Adore Adorno No More
By Flannery Wilson
INT. A CLUTTERED HOME OFFICE.
Art critic THEODOR ADORNO sits at his desk. His wife BETSY, a nice old woman, pops in to check on him.
BETSY: Better today, Theo?
ADORNO (in German accent, annoyed): Am I better today. Of course not. It is barbaric to write poetry after Aufschwitz. The world is an uglier place now.
BETSY: Maybe you should stop saying that, dear. The war is over. (changing the subject) Is that desk chair still hurting your back?
ADORNO: Is it hurting my back. Yes Betsy. It is gnawing a hole into my spine and my buttocks are on fire. This desk chair is barbaric. After this desk chair, there can be no Auschwitz.
BETSY: That’s nice, Theo. Honey, would you like your Frosted Flakes this morning?

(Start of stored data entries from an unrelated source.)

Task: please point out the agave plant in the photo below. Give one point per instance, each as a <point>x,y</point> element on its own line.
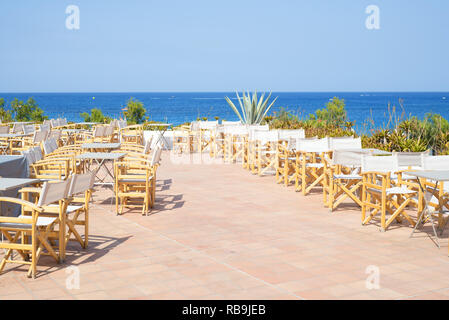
<point>253,109</point>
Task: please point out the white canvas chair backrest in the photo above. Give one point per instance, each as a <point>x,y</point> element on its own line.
<point>47,123</point>
<point>313,145</point>
<point>37,153</point>
<point>47,147</point>
<point>55,134</point>
<point>50,145</point>
<point>81,183</point>
<point>265,136</point>
<point>28,155</point>
<point>291,134</point>
<point>53,143</point>
<point>108,131</point>
<point>17,128</point>
<point>342,143</point>
<point>194,126</point>
<point>208,125</point>
<point>231,123</point>
<point>384,164</point>
<point>147,146</point>
<point>347,158</point>
<point>45,127</point>
<point>122,124</point>
<point>411,159</point>
<point>29,129</point>
<point>434,162</point>
<point>294,143</point>
<point>4,129</point>
<point>260,127</point>
<point>40,136</point>
<point>235,130</point>
<point>99,131</point>
<point>156,156</point>
<point>54,191</point>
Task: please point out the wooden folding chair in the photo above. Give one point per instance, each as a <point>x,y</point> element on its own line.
<point>182,142</point>
<point>37,221</point>
<point>438,201</point>
<point>17,231</point>
<point>52,198</point>
<point>379,195</point>
<point>264,151</point>
<point>310,164</point>
<point>80,192</point>
<point>250,145</point>
<point>205,133</point>
<point>235,144</point>
<point>343,179</point>
<point>285,168</point>
<point>132,133</point>
<point>135,179</point>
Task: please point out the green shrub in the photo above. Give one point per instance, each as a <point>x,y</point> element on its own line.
<point>135,112</point>
<point>95,116</point>
<point>27,111</point>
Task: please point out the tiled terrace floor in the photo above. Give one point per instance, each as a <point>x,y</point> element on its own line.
<point>219,232</point>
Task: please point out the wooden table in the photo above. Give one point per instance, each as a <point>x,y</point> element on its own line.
<point>437,176</point>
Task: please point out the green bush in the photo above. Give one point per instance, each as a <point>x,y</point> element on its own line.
<point>27,111</point>
<point>135,112</point>
<point>95,116</point>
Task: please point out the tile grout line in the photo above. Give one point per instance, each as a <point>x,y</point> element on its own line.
<point>218,261</point>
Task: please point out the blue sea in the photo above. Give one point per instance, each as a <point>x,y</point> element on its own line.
<point>178,108</point>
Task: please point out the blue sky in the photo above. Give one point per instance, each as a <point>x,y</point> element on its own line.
<point>219,45</point>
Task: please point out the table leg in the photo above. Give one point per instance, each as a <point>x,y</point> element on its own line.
<point>426,211</point>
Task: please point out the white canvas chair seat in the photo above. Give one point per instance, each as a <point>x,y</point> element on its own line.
<point>235,143</point>
<point>347,176</point>
<point>70,208</point>
<point>231,123</point>
<point>395,191</point>
<point>411,160</point>
<point>345,143</point>
<point>182,142</point>
<point>343,179</point>
<point>291,134</point>
<point>37,219</point>
<point>310,167</point>
<point>262,156</point>
<point>41,222</point>
<point>314,165</point>
<point>380,195</point>
<point>130,180</point>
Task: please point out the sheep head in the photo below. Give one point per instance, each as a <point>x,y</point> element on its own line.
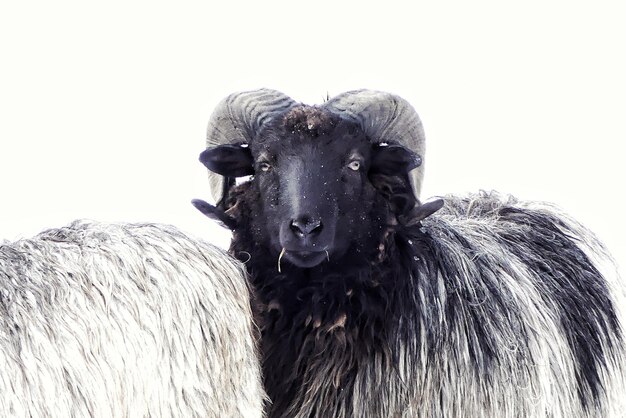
<point>324,186</point>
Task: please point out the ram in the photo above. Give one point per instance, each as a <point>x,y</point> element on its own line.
<point>113,320</point>
<point>372,304</point>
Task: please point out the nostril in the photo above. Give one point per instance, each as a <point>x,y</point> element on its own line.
<point>306,226</point>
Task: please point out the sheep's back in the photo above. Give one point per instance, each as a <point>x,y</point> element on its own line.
<point>124,320</point>
<point>524,311</point>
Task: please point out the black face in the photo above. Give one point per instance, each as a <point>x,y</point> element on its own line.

ADORNO: Would I like my Frosted Flakes. Yes, Betsy. Yes.
A few minutes later. Adorno eats his cereal. Suddenly, he screams.
ADORNO (upset): Betsy! Come here woman! The flake chipped my tooth! That flake…it’s…barbaric!
BETSY: Now, Theo. We’ve spoken about this. Remember how we had that conversation with the nurse-lady from the Screws-Loose Asylum?
Adorno shakes his head vigorously.
BETSY: We all agreed that you need to suppress your uncontrollable urges.
ADORNO: I never agreed to —
BETSY: “Words can be hurtful…” come on, say it with me Theo, “so we must not use human tragedy…”
ADORNO: Oh, shut up Betsy!
BETSY: “…to justify our art criticism.”
Adorno mutters in German.
ADORNO: Ok, Betsy. I promise not to compare ‘the Holocaust’ to every little thing that bothers me.
BETSY: Danke, Theo. I really think this is best for everyone.
ADORNO: But you must understand that I am not insane nor do I have Tourette syndrome. So please fire that pathetic excuse for a nurse.
Betsy is quiet for a moment.
BETSY (changing the subject): So what are you writing about now, meine liebe?
ADORNO: Oh…nothing important, Betsy. Why don’t you just go into the other room for a bit? Work on some of your godforsaken women’s puzzles or whatever.
BETSY: Nothing important, Theo? Well then why have you taken the pages in you typewriter and placed them in a pile labeled “must finish immediately”?
ADORNO (flustered): Those pages? Which pages Betsy? I’m not quite sure what —
Betsy reaches over her husband and grabs the paper out of his typewriter.
BETSY (reading): “Nothing has ever been more clear. Jazz music is the devil. It exists outside the bounds of morality…”
ADORNO: I say, woman. Give me back my papers!
BETSY: “…just like the SS soldiers when they created their culture of violence. Yes, that’s right. It is barbaric to make music after Aufschwitz. Especially jazz music.” (disappointed) Oh, Theo.
ADORNO: “Oh, Theo. Oh, Theo”. That’s all you ever say anymore, Betsy.(pause) Listen, dear. Why don’t you go bake some of your delicious lemon zest cookies? Then afterwards you can go stick your head in the oven and bake that too.
BETSY: Theo! You mustn’t speak to me like that. What an awful, offensive thing to say.
ADORNO: Can I be more clear, darling? Are you confused about the meaning of my words? I have an idea. Why don’t you leave my study, wash your hands in the toilet, feed the birds, launder my trousers…then go check the oven to make sure that your head isn’t overdone?
BETSY: Enough is enough, Theodor. I’ve had it with your bullying and tasteless insults that you pass on to the public and call “art criticism”. You’re nothing but an old fuddy duddy.
ADORNO: GET OUT Betsy. I’ll give you five seconds. One…two…three…
Betsy runs out of the room crying.
ADORNO: Now what was I writing…ah yes. After those disgustingly sweet lemon zest cookies, there can be no more Betsy.